Я написала ему. Нужно отдать должное моему любовнику — он умел принимать решения. Договорился с Дамблдором о временном возвращении домой, якобы из-за захворавшей матери, нашел какой-то домишко… Я потребовала у родителей отдыха и уехала, трансгрессировав к нему, как только перестала видеть провожающих меня близких. Мы решили, что для моей безопасности надо родить ребенка. И я родила. На седьмом месяце родила дочь. Маленькую и беззащитную. Ты можешь назвать меня монстром, Кадмина, но я видела в ней только палача моей судьбы. — Гермиона почувствовала улыбку Нарциссы. — Он должен был убить её сам, но этого не понадобилось. Я справилась и так. Я ненавидела это создание — оно заставило меня бояться, страдать, прятаться. Я убила её сама, Кадмина, и получила от этого удовольствие. Когда Северус увидел это, он начал меня бояться. И уважать, как никогда прежде.
— Северус?!
— Моя первая любовь, Кадмина, — усмехнулась миссис Малфой. — Отец моей первой жертвы. И хороший друг семьи в настоящее время. Очень скоро я вышла замуж за Люциуса, но ещё несколько лет не могла забеременеть. А потом небо подарило мне сына. Драко — мое дитя. Самое дорогое, что у меня есть. Но память о моей первой жертве осталась навсегда. Не о дочери — о первой жертве, Кадмина.
— Это…
— Ужасно?
— Нет… Это… Я не знаю.
— И я не знаю. Но одно я знаю наверняка — первая жертва должна быть особенной.
— И кого же вы видите в этой роли для меня? — дрогнувшим голосом спросила Гермиона, перед взором которой снова предстало окровавленное лицо Амбридж.
— Не знаю, — ответила Нарцисса. — Это не мой выбор и даже не выбор твоих родителей. Этот выбор должны сделать Богини Судьбы — только им ведома истина.
* * *
— Ты понимаешь меня теперь, правда, Кадмина? — взволнованно спросила Белла, сжимая руки дочери в своих холодных ладонях. — Это такое острое чувство — власть.
— Я не убивала её, — робко прервала Гермиона. Ее одолевало жалящее чувство раскаяния.
— Знаю. Это сделала Цисси. Всё верно. Но ты почувствовала вкус крови. Он ведь взволновал тебя, да? Не стесняйся своих чувств, Кадмина!

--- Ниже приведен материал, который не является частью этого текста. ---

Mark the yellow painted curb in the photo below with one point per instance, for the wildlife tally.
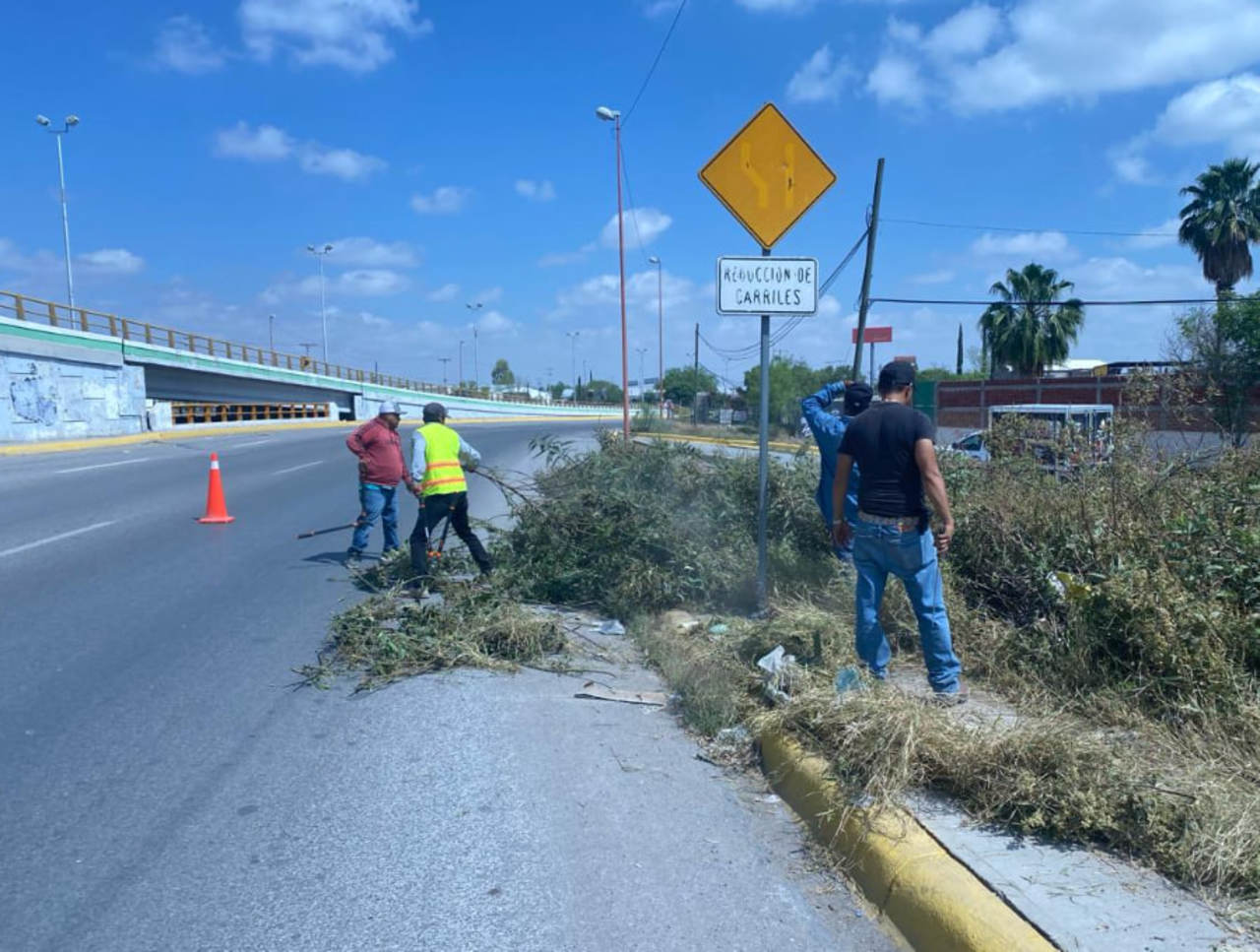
(934, 901)
(27, 449)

— Я… Я не могу понять, что на меня нашло! Будто наваждение какое-то. Я… Я, кажется, получала удовольствие, когда мучила её, — с отвращением к самой себе прошептала Гермиона.
— Просто не могло быть иначе! — победоносно откинула волосы её мать, вставая и подходя к окну. — Есть в этом что-то чарующее, завораживающее… Ощущение силы и власти пьянит, дурманит разум. Его хочется испытывать вновь и вновь. А ещё есть доля щекочущего нервы страха. Будто ходишь по лезвию ножа или стоишь у края пропасти. — Голос Беллы, чувственный и уверенный, почти гипнотизировал Гермиону. Сейчас казалось, что это кто-то другой, а вовсе не она сама издевался в подземельях над Долорес Амбридж ещё несколько часов назад. — Это красивый страх, — продолжала Беллатриса. — Не трусость, но страх ради самого страха. Хочется большего. Всё большего, — тише добавила она. — Никогда не нужно бояться глаз, Кадмина. Сначала они пугают. Останавливают. От них хочется бежать на край света. Куда угодно. И ты готова сделать всё, только бы не видеть эти глаза — даже вырвать их прочь своими же руками. Но это игра. Избегая смотреть в глаза, ты теряешь главное. Не в том, что можно получить от поверженного, смысл подобной власти. Если шантажист прячется по закоулкам, дрожа от страха, если убийца покрывается холодным потом ужаса — это смешно. Это жалко. Бессмысленно и даже жестоко. Обрекать кого-то на муки и смерть ради того, чтобы самому пройти через все круги ада? Тот, кто боится глаз жертвы — жалок. Mis'erable[9]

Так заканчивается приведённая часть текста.